Tüm günümüzü burada geçireceğimız içinn akşamı nasıl değerlendireceğimizi önceden planlamıştık. Eee kış vakti Avusturyaya gelip Semmering’e gitmemek olur mu? Kayak severleri buraya alalım, rotamız “Night Skiing Zauberberg Semmering”. Gece özel ışıklandırılmış pistlerde kaymak ve çocuklar için özel oluşturulmuş alanlar, ışıklı tüneller vs. her şey çok güzel. Bunu farklı bir deneyim arayanlar için kesinlikle öneririm. Merak etmeyin yakınlarda kemiklerinizi ısıtmak için çeşit çeşit termal de mevcut.

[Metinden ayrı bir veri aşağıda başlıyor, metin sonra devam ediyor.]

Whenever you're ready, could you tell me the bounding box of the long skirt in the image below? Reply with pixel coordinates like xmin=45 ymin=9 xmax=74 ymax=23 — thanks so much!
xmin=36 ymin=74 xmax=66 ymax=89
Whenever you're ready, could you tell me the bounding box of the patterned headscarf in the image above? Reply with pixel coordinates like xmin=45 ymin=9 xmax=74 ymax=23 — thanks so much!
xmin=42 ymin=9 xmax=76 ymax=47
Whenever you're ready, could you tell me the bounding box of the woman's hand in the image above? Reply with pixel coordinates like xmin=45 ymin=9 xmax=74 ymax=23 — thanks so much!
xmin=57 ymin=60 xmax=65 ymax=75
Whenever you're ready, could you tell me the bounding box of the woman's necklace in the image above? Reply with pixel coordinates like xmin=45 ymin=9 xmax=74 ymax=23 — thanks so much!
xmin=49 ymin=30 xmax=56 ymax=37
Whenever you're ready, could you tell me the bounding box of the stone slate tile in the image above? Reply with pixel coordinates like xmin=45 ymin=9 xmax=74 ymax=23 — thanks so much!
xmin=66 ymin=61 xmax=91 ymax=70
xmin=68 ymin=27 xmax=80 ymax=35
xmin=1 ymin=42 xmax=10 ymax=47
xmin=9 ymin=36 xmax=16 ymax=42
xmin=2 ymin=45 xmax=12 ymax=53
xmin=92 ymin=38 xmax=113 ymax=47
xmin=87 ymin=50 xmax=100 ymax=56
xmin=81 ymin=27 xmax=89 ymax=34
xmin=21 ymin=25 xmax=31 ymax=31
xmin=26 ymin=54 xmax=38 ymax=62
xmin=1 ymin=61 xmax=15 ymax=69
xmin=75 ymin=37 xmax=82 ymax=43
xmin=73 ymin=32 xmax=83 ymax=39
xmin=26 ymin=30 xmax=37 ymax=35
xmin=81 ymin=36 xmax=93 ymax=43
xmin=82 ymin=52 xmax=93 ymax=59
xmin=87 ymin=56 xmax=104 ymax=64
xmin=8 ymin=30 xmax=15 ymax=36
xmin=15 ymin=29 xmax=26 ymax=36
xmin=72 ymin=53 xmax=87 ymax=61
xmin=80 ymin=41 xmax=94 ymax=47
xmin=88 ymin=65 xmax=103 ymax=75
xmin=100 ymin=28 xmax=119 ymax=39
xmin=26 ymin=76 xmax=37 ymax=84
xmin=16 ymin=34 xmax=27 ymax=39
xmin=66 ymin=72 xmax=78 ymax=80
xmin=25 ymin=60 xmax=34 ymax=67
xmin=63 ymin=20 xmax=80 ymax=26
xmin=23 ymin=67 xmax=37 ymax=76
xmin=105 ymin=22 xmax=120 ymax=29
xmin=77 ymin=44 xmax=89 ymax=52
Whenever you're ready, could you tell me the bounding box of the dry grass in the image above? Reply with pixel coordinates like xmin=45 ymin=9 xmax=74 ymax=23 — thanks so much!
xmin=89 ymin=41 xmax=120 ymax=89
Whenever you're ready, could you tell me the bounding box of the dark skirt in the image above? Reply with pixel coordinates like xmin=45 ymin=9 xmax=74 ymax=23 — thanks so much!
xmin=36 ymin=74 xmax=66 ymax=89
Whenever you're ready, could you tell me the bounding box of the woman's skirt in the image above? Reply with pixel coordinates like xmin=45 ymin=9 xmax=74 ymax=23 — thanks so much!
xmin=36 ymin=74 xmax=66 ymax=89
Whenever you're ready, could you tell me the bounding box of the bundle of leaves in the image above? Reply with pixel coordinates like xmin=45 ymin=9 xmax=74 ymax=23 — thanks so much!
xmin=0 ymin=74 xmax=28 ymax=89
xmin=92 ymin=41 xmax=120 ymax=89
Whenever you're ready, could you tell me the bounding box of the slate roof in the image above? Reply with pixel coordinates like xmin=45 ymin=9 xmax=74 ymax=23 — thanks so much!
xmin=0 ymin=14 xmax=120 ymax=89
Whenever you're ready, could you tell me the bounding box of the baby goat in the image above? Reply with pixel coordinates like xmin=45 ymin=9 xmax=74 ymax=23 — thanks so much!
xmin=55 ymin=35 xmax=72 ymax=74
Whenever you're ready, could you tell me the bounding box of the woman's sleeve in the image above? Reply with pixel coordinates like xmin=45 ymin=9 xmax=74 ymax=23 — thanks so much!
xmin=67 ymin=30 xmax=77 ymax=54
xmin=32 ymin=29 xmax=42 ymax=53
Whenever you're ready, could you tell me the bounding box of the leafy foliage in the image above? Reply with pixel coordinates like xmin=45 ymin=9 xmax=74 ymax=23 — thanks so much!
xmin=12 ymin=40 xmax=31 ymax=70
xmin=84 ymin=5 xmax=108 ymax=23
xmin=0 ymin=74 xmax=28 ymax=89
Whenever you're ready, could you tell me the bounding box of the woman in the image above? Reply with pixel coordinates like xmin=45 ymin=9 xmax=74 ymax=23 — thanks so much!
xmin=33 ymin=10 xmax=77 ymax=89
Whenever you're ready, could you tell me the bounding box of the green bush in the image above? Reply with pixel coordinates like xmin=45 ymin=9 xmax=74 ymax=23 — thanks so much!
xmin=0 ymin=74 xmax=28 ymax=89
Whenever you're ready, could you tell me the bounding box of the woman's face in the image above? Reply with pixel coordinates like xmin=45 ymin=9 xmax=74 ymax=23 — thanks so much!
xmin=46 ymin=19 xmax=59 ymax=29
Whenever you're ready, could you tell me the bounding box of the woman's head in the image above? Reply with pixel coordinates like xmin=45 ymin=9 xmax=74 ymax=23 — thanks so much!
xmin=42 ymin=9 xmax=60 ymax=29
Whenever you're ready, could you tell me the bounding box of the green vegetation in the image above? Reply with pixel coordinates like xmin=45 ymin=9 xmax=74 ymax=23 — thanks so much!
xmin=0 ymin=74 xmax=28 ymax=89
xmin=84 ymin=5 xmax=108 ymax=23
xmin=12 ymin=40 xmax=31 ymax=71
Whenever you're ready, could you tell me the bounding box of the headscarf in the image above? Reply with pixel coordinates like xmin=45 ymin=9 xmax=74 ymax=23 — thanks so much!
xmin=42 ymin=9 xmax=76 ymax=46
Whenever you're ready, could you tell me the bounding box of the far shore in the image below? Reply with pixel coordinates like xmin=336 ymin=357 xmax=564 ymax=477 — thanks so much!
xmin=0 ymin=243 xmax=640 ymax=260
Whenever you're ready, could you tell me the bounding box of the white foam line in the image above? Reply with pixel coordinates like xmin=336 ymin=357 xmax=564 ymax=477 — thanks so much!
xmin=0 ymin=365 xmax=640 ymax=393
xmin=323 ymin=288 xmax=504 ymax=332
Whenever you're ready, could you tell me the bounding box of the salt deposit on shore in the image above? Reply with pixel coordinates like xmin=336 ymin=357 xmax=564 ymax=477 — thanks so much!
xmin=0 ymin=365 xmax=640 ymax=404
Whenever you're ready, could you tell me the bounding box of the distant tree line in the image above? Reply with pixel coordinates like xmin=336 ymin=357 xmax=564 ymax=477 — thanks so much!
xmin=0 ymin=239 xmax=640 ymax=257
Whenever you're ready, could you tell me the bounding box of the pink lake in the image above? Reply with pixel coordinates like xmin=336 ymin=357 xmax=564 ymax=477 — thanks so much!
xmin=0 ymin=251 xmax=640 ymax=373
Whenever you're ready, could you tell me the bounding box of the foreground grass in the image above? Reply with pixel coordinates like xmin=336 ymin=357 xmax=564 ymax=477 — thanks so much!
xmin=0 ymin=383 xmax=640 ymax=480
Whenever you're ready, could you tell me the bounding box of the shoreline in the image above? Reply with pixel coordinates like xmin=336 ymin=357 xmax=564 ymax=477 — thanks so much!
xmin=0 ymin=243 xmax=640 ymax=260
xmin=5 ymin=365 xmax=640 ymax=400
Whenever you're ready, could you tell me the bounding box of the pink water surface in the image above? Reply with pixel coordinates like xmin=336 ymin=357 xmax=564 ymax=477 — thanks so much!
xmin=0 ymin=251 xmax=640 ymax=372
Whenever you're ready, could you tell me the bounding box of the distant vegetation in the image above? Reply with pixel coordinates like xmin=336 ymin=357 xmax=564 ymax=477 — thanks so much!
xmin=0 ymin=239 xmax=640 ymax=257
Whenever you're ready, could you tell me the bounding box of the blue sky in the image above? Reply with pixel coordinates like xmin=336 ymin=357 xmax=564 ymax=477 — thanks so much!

Veee sıra girişinde biletler elinize verildiğinde W.Wonka’nın altın biletini bulmuş gibi hissedeceğiniz çikolata fabrikası gezisinde. Hem oğlumuz hem de kendimiz için bir hediye olan, yerini önceden online ayırttığımız bu gezi için sabahın erken saatlerinde yollara düşüyoruz. Yol Graz istikametinde yaklaşık 1 saat kadar sürüyor. Bunu bazı tur firmaları da düzenliyor, bu şekilde de gezebilirsiniz. Biz gittiğimizde herkes turla gelmişti, biz tektik. Zotter Schokoladen Manufaktur. İki yetişkin iki çocuk 57€ ödedik. Arkasındaki arazide fabrikaya ait devasa bir çiftlik var, hayvanları sevebiliyorsunuz. Çocuklar için doğum günü partileri vs. düzenliyormuş. Parkı ve bir restoranı da mevcut. Çok keyif aldığımız bir gezi oldu. A’dan Z’ye çikolata adına üretim, kakao satın alma, ürün geliştirme, çeşitlilik, paketlemeye kadar her şeyi görüyor ve öğreniyorsunuz ve gezi boyunca adım başı farklı şeyler deneyebileceğiniz istasyonlar var. Çıktığımızda çikolata komasına girecek gibiydik. 🙂 Tam çıkışta bir de market var tabi ki, gezerken beğendiğiniz tatları buradan satın alabilirsiniz. Favorim lavantalı fındıklı çikolata oldu. İçeride yiyebildiğiniz kadar yiyip içiyorsunuz arada su istasyonları da var, ağzınızı temizleyip yeni şeyler deneyebilin diye. Farklı bir deneyim arayanlar ve çikolata severler için güzel bir gezi noktası. Başta da dediğim gibi her mevsimde güzel bir yer olduğu için biz baharda tekrar gideceğimiz bu güzel şehirle ilgili farklı rotalar ve denenecek yeni yerler listeliyoruz. Çoğu zaman gezerken spontene olsak da bazen görmeden dönmemek gereken yerler olabiliyor. Mesela operaya gitmeyi ben de çok isterdim ama çocuğumu otelde bırakamayacağım için o hayaller ilerleyen zamanlara kaldı.